Llamo la atención sobre este dato: en España, según el Barómetro Sanitario del año 2014, elaborado por el CIS, un 4,5% de las personas encuestadas, que quiere decir 2 millones de españoles, dejaron de tomar algún medicamento que les había prescrito el médico, por dificultades económicas. ¿Es esto  razonable? A mi me parece que no es justo que en un país con una renta per cápita de más de 20.000 euros, dos millones de personas no puedan acceder al medicamento que necesitan. Pienso que el acceso a las medicinas y a la atención sanitaria se debe garantizar a todas las personas que lo necesiten.

La segunda característica de los sistemas de salud de la Unión Europea, que es necesaria para que la primera sea posible, es la Solidaridad. Es decir, la sanidad para todos se debe pagar con las aportaciones de todos. Si el acceso es en función de la necesidad, la aportación, en cambio, debe ser en función de su capacidad de pago, de sus ingresos y de su riqueza, a través de un sistema fiscal progresivo y justo.

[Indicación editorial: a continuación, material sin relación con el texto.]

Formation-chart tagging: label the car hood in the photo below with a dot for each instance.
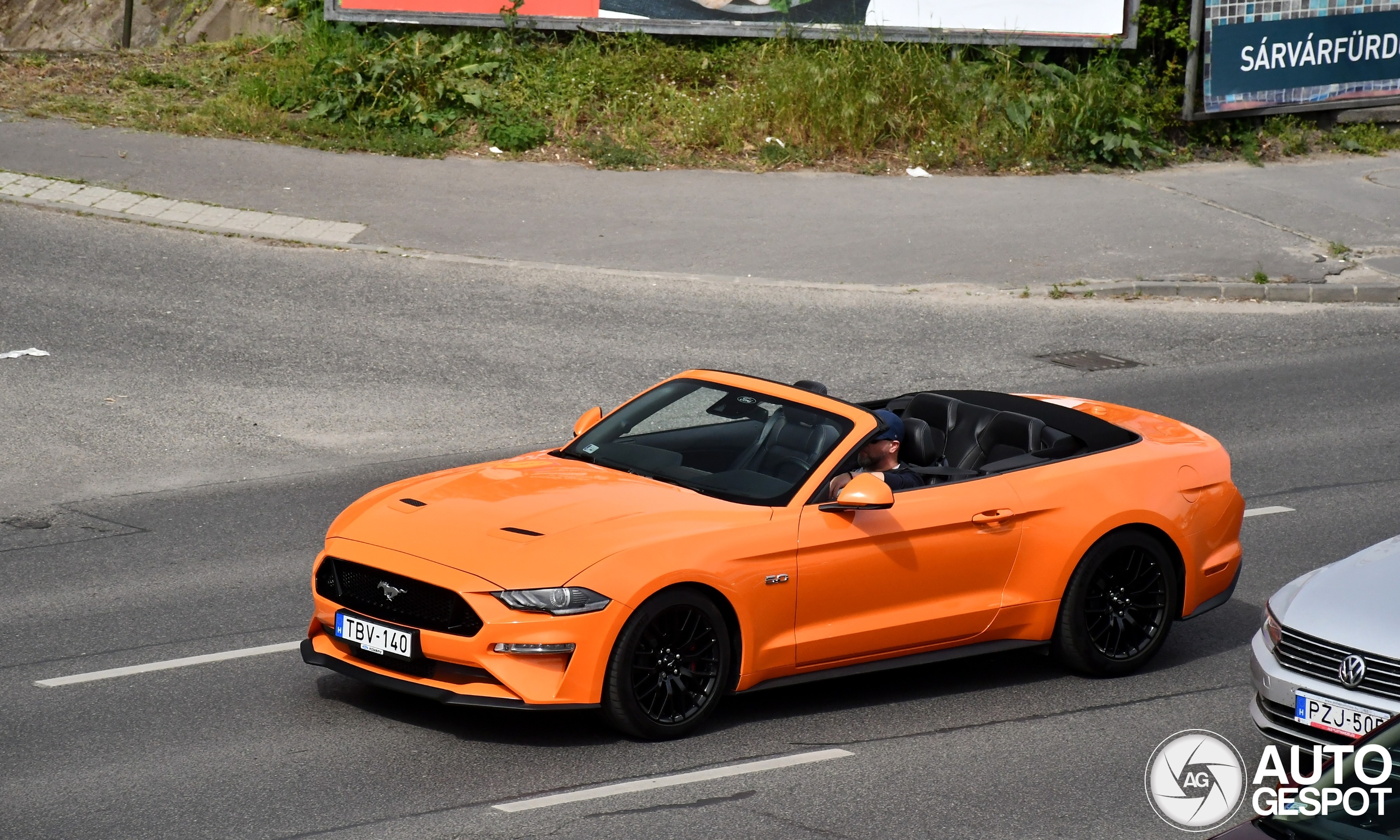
(1350, 603)
(564, 517)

En Europa, a lo largo del siglo XX se ha desarrollado un modelo fiscal bastante razonable. Una combinación de impuestos directos e indirectos y de cotizaciones sociales, que permiten recaudar en torno al 45% del PIB. De esa cantidad, una parte financia la sanidad pública (con un gasto alrededor del 7-8% del PIB, que supone un 77-80% del gasto sanitario total). Sin embargo, en los últimos 20 años, la globalización de la economía y la modificación de los sistemas fiscales permiten que hoy en día los grandes patrimonios no paguen la proporción que les corresponde y, a su vez, algunas grandes empresas utilizan mecanismos de ingeniería fiscal para eludir los impuestos que les corresponden. En España, en los últimos años, la proporción de gasto sanitario público sobre el total de gasto sanitario ha disminuido del 75,7% en 2009 al 71,5% en 2013.

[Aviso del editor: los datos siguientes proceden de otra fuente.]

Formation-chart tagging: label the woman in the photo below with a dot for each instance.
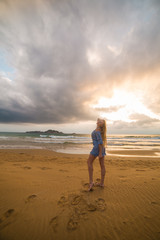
(99, 142)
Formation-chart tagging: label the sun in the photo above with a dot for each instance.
(126, 104)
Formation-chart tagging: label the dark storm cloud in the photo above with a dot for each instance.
(47, 44)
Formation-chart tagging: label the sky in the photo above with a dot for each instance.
(64, 63)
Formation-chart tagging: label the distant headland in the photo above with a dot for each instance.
(50, 131)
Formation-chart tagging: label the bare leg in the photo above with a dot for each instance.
(103, 171)
(90, 160)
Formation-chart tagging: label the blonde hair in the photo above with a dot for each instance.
(104, 132)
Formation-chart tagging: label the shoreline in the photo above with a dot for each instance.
(44, 196)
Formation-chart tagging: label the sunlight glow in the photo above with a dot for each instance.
(126, 104)
(93, 58)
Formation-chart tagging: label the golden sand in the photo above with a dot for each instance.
(43, 196)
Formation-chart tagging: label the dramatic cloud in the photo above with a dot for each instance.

En España los ingresos fiscales ascienden al 38% del PIB, 7 puntos menos que la media de la UE, equivalente a unos 70.000 millones de euros, es decir, más que todo el gasto sanitario público. España necesita aumentar su recaudación, pero la reforma fiscal del pasado año supone una nueva regresión, ya que se pierden otros 9.000 millones de ingresos públicos yendo la mayor parte a las personas de más renta. Lo que se “devuelve” a la mayoría de la población es menos de lo que pierden con la disminución de cobertura en servicios públicos.

El tercer valor común de los sistemas de salud es la Equidad en la distribución de los recursos y los servicios. Es decir que todas las personas en un país tengan la misma garantía de acceso sin que haya una discriminación negativa por lugar de residencia (territorio, urbano/rural), por sexo, edad, etnia, problema de salud, nivel de ingresos, nivel educativo, etc.). Esto implica una adecuada distribución geográfica de los recursos, unas listas de espera que no sean excesivas, y priorizar la atención de las personas con mayor necesidad, de las personas de grupos más vulnerables. Aquí también queda mucho por hacer. Hay desigualdades importantes entre distintos países y también dentro de cada país entre diferentes regiones. En España, la diferencia del gasto sanitario público por habitante entre la región con más recursos y la región con menos dotación es de un 50% (de 1.000 a 1.500 euros/persona/ año). También se observa desigualdad en el acceso a los servicios y en esperanza de vida entre las personas con más ingresos y las menos pudientes, o en la menor dotación de recursos para atender los problemas de salud mental. Como casi siempre que se intenta mejorar algo, un primer paso es medir para poder priorizar. Se debe incluir la medida de la desigualdad en los sistemas de información, incorporando en todos los registros las variables de sexo, edad, nivel de ingresos, nivel de estudios, etnia, etc., para poder adoptar medidas que mejoren la equidad en la distribución de los recursos.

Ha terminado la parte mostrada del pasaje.